Transform a static image into a talking character. Provide text or upload an audio file, select a voice, and Vinci will generate a lip‑synced speaking video.
Based on the current app implementation. Some advanced options are Coming Soon.

Front-end controls

Inputs

  • Image: Upload character image (JPEG/PNG), minimum 512x512
  • Dialogue:
    • Text: Type your script
    • Audio: Upload your own recorded audio

Voice options

  • Vinci Voices: Curated professional voices
  • User Voices: Your voice clones created from audio samples
  • Voice Selection Mode:
    • “Vinci” (prebuilt)
    • “User” (custom)
  • Default fallback voice ID: 21m00Tcm4TlvDq8ikWAM

Output

  • Duration: Auto from text/audio
  • Format: MP4 (H.264/AAC)
  • Resolution: 1080p default

Advanced (defaults)

  • Frame rate: 30 fps
  • Batch size: 8
  • CRF: 19 (quality)
  • Audio processing: Automatic format detection/conversion
  • Seed: Randomized

Placeholders

  • “Type your dialogue here…”
  • “Click to type dialogue”
  • “Search by voice, character, or workflow…”

Typical workflow

1

Choose a character
2

Upload a clear, well-lit portrait image (or select from your Character Library).
3

Add dialogue
4

Type your script or upload an audio file. If you upload audio, text is optional.
5

Pick a voice
6

Choose a Vinci voice or one of your User voice clones. Leave empty to use the default fallback.
7

Generate and review
8

Start generation and monitor progress.
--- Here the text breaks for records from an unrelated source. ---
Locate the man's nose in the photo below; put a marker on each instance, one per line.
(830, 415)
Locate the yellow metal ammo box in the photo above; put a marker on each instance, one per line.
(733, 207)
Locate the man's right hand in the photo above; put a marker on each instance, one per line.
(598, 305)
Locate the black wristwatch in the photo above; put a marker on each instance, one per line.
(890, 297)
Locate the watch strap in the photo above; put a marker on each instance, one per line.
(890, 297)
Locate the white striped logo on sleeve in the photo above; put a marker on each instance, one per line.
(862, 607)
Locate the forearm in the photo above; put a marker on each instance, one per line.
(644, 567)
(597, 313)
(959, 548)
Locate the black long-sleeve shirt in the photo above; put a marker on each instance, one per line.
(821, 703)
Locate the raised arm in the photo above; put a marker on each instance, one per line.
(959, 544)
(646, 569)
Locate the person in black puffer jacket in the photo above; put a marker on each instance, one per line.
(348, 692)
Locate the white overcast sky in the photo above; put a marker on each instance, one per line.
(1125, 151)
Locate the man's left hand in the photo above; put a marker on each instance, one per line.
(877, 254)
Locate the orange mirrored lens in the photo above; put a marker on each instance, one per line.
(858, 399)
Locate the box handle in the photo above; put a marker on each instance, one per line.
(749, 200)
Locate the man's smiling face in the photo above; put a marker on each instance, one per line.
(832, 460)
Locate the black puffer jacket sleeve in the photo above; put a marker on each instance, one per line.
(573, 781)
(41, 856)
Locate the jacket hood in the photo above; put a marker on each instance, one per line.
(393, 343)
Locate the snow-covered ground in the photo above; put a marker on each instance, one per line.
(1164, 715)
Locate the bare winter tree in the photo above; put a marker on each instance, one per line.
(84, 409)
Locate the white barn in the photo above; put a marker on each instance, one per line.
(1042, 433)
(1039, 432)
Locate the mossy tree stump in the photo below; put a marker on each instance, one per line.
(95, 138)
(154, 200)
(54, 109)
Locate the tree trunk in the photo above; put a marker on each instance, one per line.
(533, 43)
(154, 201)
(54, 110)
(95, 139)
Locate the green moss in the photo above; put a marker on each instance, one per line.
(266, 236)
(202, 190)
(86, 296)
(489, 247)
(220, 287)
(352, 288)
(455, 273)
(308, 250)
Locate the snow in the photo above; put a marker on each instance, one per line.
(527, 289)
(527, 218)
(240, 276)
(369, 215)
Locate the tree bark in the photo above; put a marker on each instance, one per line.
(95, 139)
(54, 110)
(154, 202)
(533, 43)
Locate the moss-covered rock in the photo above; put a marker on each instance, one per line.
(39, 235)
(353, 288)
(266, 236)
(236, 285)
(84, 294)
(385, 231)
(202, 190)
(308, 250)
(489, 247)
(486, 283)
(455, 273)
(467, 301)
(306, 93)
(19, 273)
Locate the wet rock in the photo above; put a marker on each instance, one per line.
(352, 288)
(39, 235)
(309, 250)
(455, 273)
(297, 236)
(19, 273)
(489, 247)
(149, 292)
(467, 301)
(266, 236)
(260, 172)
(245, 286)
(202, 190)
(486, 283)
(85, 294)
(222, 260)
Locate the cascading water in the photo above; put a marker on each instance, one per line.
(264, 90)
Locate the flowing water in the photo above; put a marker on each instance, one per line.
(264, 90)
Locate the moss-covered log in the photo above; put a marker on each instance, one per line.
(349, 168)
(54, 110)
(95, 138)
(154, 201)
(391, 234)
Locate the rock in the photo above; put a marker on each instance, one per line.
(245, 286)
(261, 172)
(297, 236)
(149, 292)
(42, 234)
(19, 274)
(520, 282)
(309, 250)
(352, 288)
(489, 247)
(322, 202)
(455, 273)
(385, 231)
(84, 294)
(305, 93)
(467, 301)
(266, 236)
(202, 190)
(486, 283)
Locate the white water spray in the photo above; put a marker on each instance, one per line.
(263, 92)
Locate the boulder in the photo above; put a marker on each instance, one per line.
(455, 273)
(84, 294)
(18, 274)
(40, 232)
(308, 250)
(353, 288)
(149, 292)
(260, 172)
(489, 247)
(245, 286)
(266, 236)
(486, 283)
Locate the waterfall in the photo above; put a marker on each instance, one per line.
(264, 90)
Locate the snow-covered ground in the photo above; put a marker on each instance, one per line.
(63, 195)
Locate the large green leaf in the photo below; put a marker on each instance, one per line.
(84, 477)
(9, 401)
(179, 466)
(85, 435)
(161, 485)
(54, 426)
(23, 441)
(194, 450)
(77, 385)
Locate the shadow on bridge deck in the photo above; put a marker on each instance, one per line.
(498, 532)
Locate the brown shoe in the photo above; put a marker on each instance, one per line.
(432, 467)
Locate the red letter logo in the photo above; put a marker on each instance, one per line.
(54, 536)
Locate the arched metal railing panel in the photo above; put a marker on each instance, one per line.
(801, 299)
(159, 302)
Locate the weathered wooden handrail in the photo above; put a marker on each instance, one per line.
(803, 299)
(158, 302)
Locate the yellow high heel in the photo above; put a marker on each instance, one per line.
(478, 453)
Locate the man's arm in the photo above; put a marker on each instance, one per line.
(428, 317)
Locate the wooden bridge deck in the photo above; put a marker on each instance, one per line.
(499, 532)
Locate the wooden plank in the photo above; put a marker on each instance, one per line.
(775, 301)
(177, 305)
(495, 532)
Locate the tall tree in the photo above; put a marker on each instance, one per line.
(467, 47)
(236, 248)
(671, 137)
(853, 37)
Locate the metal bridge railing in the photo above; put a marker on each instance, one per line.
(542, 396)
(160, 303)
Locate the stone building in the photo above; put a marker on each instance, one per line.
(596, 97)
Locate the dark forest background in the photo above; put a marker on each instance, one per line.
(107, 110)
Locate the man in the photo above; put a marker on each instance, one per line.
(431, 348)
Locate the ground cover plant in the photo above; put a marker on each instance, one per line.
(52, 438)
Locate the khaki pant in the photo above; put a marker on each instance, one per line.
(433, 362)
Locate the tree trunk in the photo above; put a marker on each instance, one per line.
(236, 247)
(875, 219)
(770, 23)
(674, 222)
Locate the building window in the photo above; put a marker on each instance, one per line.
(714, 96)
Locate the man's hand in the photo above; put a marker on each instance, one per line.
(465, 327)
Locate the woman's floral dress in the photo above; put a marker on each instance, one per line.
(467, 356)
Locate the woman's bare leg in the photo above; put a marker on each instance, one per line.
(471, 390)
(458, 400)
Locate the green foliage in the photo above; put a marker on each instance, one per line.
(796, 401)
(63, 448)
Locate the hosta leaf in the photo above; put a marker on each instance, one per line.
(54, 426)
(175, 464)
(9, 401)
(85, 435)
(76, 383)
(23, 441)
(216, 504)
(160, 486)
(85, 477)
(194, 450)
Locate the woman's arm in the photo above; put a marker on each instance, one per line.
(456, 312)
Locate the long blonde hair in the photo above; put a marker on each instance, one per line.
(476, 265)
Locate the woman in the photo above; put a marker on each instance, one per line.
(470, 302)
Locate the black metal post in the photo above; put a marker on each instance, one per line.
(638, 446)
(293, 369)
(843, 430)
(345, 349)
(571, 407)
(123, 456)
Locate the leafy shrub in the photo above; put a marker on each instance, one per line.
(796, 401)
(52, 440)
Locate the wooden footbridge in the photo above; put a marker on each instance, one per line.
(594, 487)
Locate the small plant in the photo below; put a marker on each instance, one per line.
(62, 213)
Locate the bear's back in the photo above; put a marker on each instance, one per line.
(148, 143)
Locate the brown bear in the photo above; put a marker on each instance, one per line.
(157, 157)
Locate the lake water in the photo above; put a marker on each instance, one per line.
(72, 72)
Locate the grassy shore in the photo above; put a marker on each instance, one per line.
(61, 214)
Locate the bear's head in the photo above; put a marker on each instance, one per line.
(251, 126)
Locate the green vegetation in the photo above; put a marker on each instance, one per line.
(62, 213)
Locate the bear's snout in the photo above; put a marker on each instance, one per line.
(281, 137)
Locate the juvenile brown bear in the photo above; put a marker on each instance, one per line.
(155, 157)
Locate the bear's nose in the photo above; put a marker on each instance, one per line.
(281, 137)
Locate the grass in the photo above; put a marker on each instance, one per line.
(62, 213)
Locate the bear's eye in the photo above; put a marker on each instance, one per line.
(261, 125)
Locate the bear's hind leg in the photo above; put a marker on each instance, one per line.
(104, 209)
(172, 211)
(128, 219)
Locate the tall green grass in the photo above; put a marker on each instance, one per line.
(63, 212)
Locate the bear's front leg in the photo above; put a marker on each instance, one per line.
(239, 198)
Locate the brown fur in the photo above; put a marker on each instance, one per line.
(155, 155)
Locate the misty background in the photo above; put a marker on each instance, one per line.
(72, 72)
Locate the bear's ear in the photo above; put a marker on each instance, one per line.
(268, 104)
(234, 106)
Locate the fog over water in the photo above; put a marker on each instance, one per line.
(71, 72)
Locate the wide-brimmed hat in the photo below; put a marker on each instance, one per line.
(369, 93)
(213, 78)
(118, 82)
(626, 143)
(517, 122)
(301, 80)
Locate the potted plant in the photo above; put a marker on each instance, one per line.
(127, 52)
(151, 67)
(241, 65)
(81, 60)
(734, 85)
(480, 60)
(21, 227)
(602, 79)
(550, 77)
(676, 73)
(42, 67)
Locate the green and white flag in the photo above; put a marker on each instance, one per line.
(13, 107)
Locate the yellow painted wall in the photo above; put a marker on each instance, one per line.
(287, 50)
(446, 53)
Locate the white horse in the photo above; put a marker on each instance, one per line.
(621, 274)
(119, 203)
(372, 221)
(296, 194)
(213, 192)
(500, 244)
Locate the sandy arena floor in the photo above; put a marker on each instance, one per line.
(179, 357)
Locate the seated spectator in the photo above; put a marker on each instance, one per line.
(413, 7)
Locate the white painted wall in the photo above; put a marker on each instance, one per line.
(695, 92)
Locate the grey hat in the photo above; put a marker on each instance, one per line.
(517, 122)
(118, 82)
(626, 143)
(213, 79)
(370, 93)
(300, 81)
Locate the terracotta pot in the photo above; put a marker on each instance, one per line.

Preview the output, then download or share.

Best practices

  • Use high-resolution faces with clear features
  • Keep scripts concise and natural
  • For uploads, provide clean audio (no background noise)
  • Align language of the text/voice with target audience
  • Test multiple voices to match character tone

Asset libraries

  • Characters: Pre‑made or uploaded (Images)
  • Voices: Vinci library and your cloned voices

Cost and usage

Coming Soon

  • Emotion/style controls
  • Phoneme‑level timing controls
  • Multi‑segment dialogue with pauses